Multi-Signal Ranking

TraceBase combines four signals for matching, following the two-stage retrieval architecture (Bruch et al., 2023):

| Signal | Stage | What it catches | |--------|-------|----------------| | Fingerprint | 1 | Exact same problem (O(1) lookup) | | BM25 (FTS5) | 1 | Same keywords, different phrasing | | Jaccard | 2 | Overlapping technical tokens | | Structural | 2 | Same error type / language / framework | | Cosine | 2 | Semantically similar (when embeddings enabled) |

Adaptive Weights (Thompson Sampling)

Signal weights are not hardcoded — they learn from your feedback.

Each signal has a Beta distribution prior. When you call feedback(traceId, helpful):

• helpful=true → alpha += contribution
• helpful=false → beta += contribution
• Weight = alpha / (alpha + beta), normalized across active signals

References: Thompson (1933); Agrawal & Goyal (2012) — provable regret bounds; Chapelle & Li (2011).

Semantic Embeddings (Optional)

Add OpenAI embeddings for semantic recall — catches problems where the words are different but the meaning is the same.

import OpenAI from "openai";
import { ReasoningLayer, createOpenAIEmbeddings } from "tracebase-ai";

const layer = new ReasoningLayer();
layer.setEmbeddingProvider(createOpenAIEmbeddings(new OpenAI()));

// Async API when embeddings are active
const trace = await layer.storeTraceAsync({ ... });  // computes + stores vector
const results = await layer.recallAsync({ ... });     // cosine similarity included

Quality Score (Wilson Interval)

Each trace tracks recall count and helpfulness. Quality uses the Wilson score interval lower bound (Wilson, 1927) — same algorithm Reddit uses:

• Starts at 0.5 (neutral prior)
• Rewards traces with consistent positive feedback
• Penalizes traces that are recalled but never confirmed helpful
• Properly handles small sample sizes

Deduplication

storeTrace() detects duplicate problems by structural fingerprint. Same problem = same fingerprint = returns the existing trace instead of creating a duplicate.
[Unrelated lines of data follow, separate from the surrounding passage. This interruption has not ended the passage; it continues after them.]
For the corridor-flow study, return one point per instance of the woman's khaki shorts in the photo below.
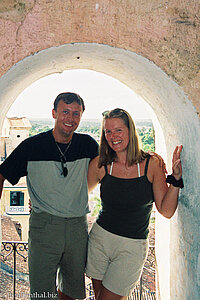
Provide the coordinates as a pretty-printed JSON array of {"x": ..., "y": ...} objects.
[{"x": 117, "y": 261}]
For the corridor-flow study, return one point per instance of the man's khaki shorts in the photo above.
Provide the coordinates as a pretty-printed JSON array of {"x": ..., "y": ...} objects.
[
  {"x": 57, "y": 248},
  {"x": 116, "y": 261}
]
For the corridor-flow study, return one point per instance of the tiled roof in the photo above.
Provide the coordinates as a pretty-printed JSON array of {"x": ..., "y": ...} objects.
[{"x": 19, "y": 122}]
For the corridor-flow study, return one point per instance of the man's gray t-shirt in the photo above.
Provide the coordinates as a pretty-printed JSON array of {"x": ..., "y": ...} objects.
[{"x": 38, "y": 158}]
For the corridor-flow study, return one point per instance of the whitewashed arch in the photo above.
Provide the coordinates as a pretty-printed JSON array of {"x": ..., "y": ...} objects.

Prevents database pollution from repeated middleware calls.

CLI

npx tracebase init                     # Initialize in current project
npx tracebase store -d "..." -s "..."  # Store a reasoning trace
npx tracebase recall "..."             # Find relevant past solutions
npx tracebase search "..."             # Full-text search
npx tracebase stats                    # Storage statistics
npx tracebase serve [--mcp] [-p PORT]  # Start server (MCP or HTTP)
npx tracebase export [file]            # Export traces to JSON
npx tracebase import <file>            # Import traces from JSON
npx tracebase prune [-t threshold]     # Remove low-quality traces

All commands support --json for machine-readable output.

HTTP API

npx tracebase serve --port 3781

curl -X POST localhost:3781/recall -d '{"problem": "CORS error Express"}'
curl -X POST localhost:3781/store  -d '{"problem": {...}, "solution": {...}}'
curl -X POST localhost:3781/feedback -d '{"traceId": "...", "helpful": true}'
curl localhost:3781/search?q=TypeError
curl localhost:3781/stats
curl localhost:3781/health

Team Sharing

npx tracebase export team-knowledge.json   # one machine
npx tracebase import team-knowledge.json   # another machine

Duplicate traces (by ID) are automatically skipped.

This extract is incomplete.